In short
- A federal choose has blocked the Pentagon from labeling Anthropic a provide chain threat, discovering the transfer probably violated the corporate’s First Modification and due course of rights.
- The dispute stemmed from a $200 million Protection Division AI contract that collapsed after Anthropic refused to permit use of its mannequin for mass surveillance or deadly autonomous warfare.
- The ruling quickly restores Anthropic’s standing with federal contractors and will form how AI corporations set utilization limits in authorities offers.
A federal choose has blocked the Pentagon from labeling Anthropic as a provide chain threat, ruling Thursday that the federal government’s marketing campaign towards the AI firm violated its First Modification and due course of rights.
U.S. District Choose Rita Lin issued a preliminary injunction from the Northern District of California two days after listening to oral arguments from each side, in a case observers say was made inevitable by the federal government’s personal paperwork.
“Nothing in the governing statute supports the Orwellian notion that an American company may be branded a potential adversary and saboteur of the U.S. for expressing disagreement with the government,” Choose Lin wrote.
The inner report was deadly to the federal government’s case, in keeping with Andrew Rossow, public affairs lawyer and CEO of AR Media Consulting, who advised Decrypt that the designation was “triggered by press conduct, not a security analysis.”
“The federal government basically wrote down its personal motive, and it was retaliation,” Rossow mentioned.
The dispute centers on a two-year, $200 million contract awarded to Anthropic in July 2025 by the Department of War’s Chief Digital and Artificial Intelligence Office.
Negotiations to deploy Claude to the division’s GenAI.Mil platform broke down after the 2 sides didn’t agree on utilization restrictions.
Anthropic insisted on two conditions: that Claude not be used for mass surveillance of Americans or for lethal use in autonomous warfare, arguing the model was not yet safe for either purpose.

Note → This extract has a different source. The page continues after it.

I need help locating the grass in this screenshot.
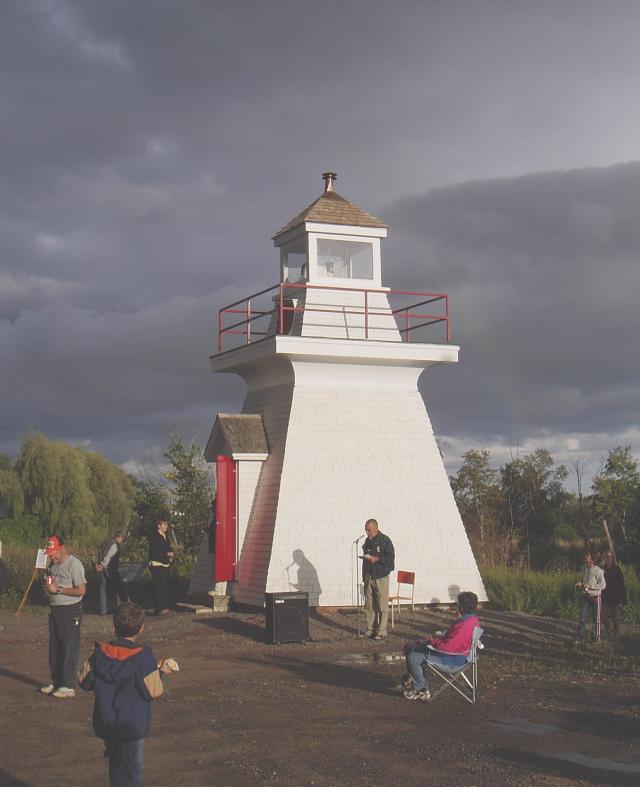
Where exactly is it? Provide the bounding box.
[482,566,640,624]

At a February 24 meeting, Secretary of War Pete Hegseth told Anthropic’s representatives that if the company did not drop its restrictions by February 27, the department would immediately designate it a supply chain risk.
Anthropic refused to comply.
On the same day, President Trump posted a directive on Truth Social ordering every federal agency to “instantly stop” using the company’s technology, calling Anthropic a “radical left, woke firm.”
A little over an hour later, Hegseth described Anthropic’s stance as a “grasp class in conceitedness and betrayal,” ordering that no contractor doing enterprise with the navy could conduct industrial exercise with the agency. The formal provide chain designation adopted by a letter on March 3.
Anthropic sued the federal government on March 9, alleging violations of the First Modification, due course of, and the Administrative Process Act.
“Punishing Anthropic for bringing public scrutiny to the government’s contracting position is classic illegal First Amendment retaliation,” Choose Lin wrote in Thursday’s order.
The order, which was stayed for seven days, blocks all three authorities actions, requires a compliance report by April 6, and restores the established order earlier than the occasions of February 27.
Weaponizing the regulation
The designation of being a “supply chain risk” has been traditionally reserved for international intelligence businesses, terrorists, and different hostile actors.
It had by no means been utilized to a home firm earlier than Anthropic. Protection contractors started assessing and in lots of instances terminating their reliance on Anthropic within the weeks that adopted, Choose Lin’s order famous.
And the federal government’s posturing may have unexpected penalties, specialists argue.
Certainly, Thursday’s ruling may push AI corporations “to formalize ethical guardrails when working with governments,” Pichapen Prateepavanich, coverage strategist and founding father of infrastructure agency Collect Past, advised Decrypt.
To some extent, the ruling additionally means that corporations “can set clear usage limits without automatically triggering punitive regulatory action,” she mentioned.
However this “does not remove the tension,” she added. What the ruling limits is “the ability to escalate that disagreement into broader exclusion or labeling that looks retaliatory.”
Nonetheless, the applying of present statutory authority for designating an organization as a provide chain threat “because it refused to remove safety guardrails” shouldn’t be an extension of the provide chain threat statute, Rossow defined. As an alternative, it operates as a “weaponization” of the regulation.
“This is part of an ongoing pattern of behavior by the White House whenever they’re challenged, resulting in disproportional, emotionally-driven and biased threats and government extortion,” he added.
If the federal government’s “theory” is accepted, it could create a “dangerous” precedent wherein AI corporations might be blacklisted for security insurance policies the federal government dislikes, “before any harm occurs,” with out due course of, below the banner of nationwide safety, Rossow mentioned.